Dove il fumetto diviene arte

Non è un film che può mostrare agli scettici e ai detrattori che i fumetti sono arte. Sono i disegni di gente come Talami, Castellini, Jim Lee o Romita, sono le storie di Claremont, Serra, Nocenti ed altri grandi nomi che hanno saputo portare il mondo delle nuvole parlanti in un contesto narrativo fatto di emozioni ed immagini indimenticabili.

L’errore, se proprio vogliamo chiamarlo così, è cercare ad ogni costo una legittimazione del fumetto, volerlo consacrare ad ogni costo anche agli occhi di chi non lo apprezza, per motivi personali. È condivisibile il fastidio nel vederne sminuito il valore, specie per chi di quello campa e investe anima e cuore nella realizzazione, ma voler ad ogni costo trovare appigli per ribaltare la situazione è controproducente.

Il fumetto dovrebbe venire apprezzato in primis da chi lo ama in modo totale, con la consapevolezza che non tutti potrebbero condividerne il fascino o la passione. Non importa, è loro diritto non gradire o comprendere ciò che a noi appassionati sembra meraviglioso dei fumetti, possiamo provare a coinvolgerli e spiegare il perché fumetto è arte. Ma a conti fatti, la legittimazione del fumetto come arte e come letteratura avviene ogni giorno, ogni qualvolta versiamo una lacrima con Spidey che piange per Gwen Stacy, quando esultiamo nel veder Batman rialzarsi o nel sorridere per l’ennesima battuta assurda di Groucho. La propria legittimazione il fumetto la riscopre ogni qualvolta riesce ad emozionare un appassionato o a sedurre un nuovo lettore.

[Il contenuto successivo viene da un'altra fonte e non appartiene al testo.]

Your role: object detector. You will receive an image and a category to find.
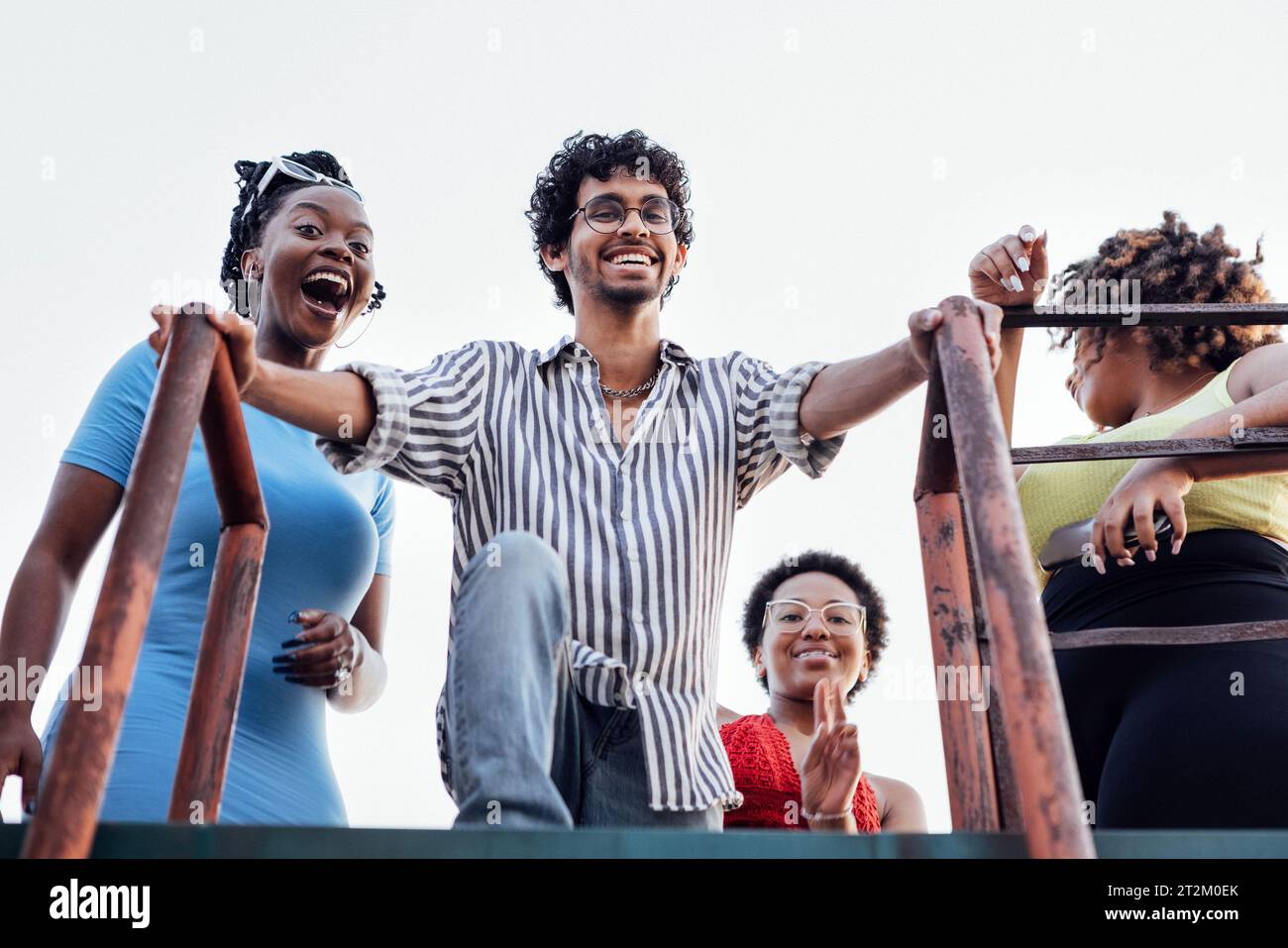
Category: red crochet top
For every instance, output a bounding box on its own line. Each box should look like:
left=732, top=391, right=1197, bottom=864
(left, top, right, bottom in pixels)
left=720, top=715, right=881, bottom=833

Ben vengano i premi ai bei film ispirati ai fumetti come Joker, ma non vediamoli come una legittimazione delle nuvole parlanti, l’unica vera e immutabile consacrazione dei fumetti la possono decidere gli amanti degli eroi di carta.

Come direbbe un vecchio amico, ‘nuff said.

Se dopo avere visto Joker avrete voglia di ritrovare una versione a fumetti dell'istrionico nemico di Batman di spessore, il consiglio è di recuperare Batman: The Killing Joke!